GM Internal Audit IT & Cyber Security
Date: 8 Apr 2024
Location: Karachi
Company: KE
Purpose
To lead, plan, develop, implement, manage the KE Enterprise Information Technology Group (ITG) IT/ IS & Infrastructure and IT & Operational Technology (OT) Cybersecurity (CS) for risk-based audits and or advisory / consulting engagements to service
- The IT Architecture, the IT Assets, Services, Applications running the Enterprise & Back-end Support Systems & the Communication and Facility Infrastructure controls for ITG On-Premise & Public/Private/Hybrid Cloud space.
- The IT Service Management, Application Development, System-Integrations, the ISO/IEC Service & Security Management Systems, Governance Frameworks, Risk management, and the Project Management Office (PMO)
- And the Cybersecurity Governance including Application Security, Vulnerability Management, Penetration-testing & Cybersecurity Operations, Threat Intelligence, Incident Management, Infrastructure hardening, & Patch Management
Prepare & review draft audit assurance & advisory report and assessment of the IT/IS and CS internal control environment; Engage Head IT/IS, OT, Cybersecurity & Power Generations Audits (Immediate Supervisor) on significant audit findings and service ready assistance to finalize reporting of significant findings, quarterly to the board-audit-committee (BAC). Engage with the auditee on the Audit follow-ups & the progress on relevant BAC action-points.
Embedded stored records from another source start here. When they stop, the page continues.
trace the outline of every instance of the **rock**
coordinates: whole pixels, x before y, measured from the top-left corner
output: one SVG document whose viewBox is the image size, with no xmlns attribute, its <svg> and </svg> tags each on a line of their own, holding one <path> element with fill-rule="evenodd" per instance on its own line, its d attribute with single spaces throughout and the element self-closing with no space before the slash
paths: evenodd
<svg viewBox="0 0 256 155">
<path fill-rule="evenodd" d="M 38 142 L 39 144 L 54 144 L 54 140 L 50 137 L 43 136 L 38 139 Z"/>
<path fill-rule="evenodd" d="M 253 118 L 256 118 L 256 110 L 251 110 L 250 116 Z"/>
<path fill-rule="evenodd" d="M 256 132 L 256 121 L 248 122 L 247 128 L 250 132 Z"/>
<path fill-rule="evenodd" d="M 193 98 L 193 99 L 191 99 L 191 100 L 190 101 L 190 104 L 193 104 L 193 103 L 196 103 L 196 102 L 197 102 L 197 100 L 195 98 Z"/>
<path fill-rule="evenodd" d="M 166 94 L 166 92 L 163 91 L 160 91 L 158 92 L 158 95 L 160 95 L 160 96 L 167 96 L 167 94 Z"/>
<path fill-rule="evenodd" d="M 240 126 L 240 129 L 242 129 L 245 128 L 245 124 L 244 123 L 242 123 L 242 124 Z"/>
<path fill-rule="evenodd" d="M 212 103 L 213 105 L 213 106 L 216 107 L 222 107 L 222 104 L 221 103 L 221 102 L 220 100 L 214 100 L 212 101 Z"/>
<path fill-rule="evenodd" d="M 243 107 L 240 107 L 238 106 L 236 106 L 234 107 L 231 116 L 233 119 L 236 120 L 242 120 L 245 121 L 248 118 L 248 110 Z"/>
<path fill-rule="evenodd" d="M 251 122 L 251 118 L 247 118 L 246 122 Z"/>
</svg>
These responsibilities are carried out WITH the objective to implement the processes for the Audit Universe WITHIN the limitations of IIA methodology, the Internal Audit Department Manual, the IIA Quality Management Requirements, the ISACA (information system audit control association), the CS/NIST framework, the applying ISO/IEC standards, Technology Governance framework and under guidelines from the Immediate Supervisor and or the Line management.
Education
BS/BE/BCS/MS/MCS in Computer Science/Computer Engineering, CISA|CISM preferred
Knowledge
- Enterprise IT/IS Business & Back-end Support Systems & Solutions
- Public/Private/Hybrid Cloud Infrastructure
- ISO/IEC Service & CS Management Standards, Technology & Cyber Governance
- Technology & CS Business Processes
- Total Quality & Process documentation
- The IIA Controls, The IPPF & Global Technology Audit Guidelines (GTAG), ISACA
Experience
12 - 15 years of experience in Utility / Corporate sector with at least 4-5 years in Senior Management
Area of Responsibilities
Planning and Risk Assessment 20%
- Develop IT/IS & Cybersecurity Annual Audit plan; determine direction and order of the different planned and ad-hoc audit assurance and advisory/ consulting engagements. Ensure that the IT/IS and the CS audit universe is rightfully developed, is subject to timely review, is improved /updated in semblance to the different organizational Technology & CS changes (incl. Rescale, Upgrade, Replacement, Expansion)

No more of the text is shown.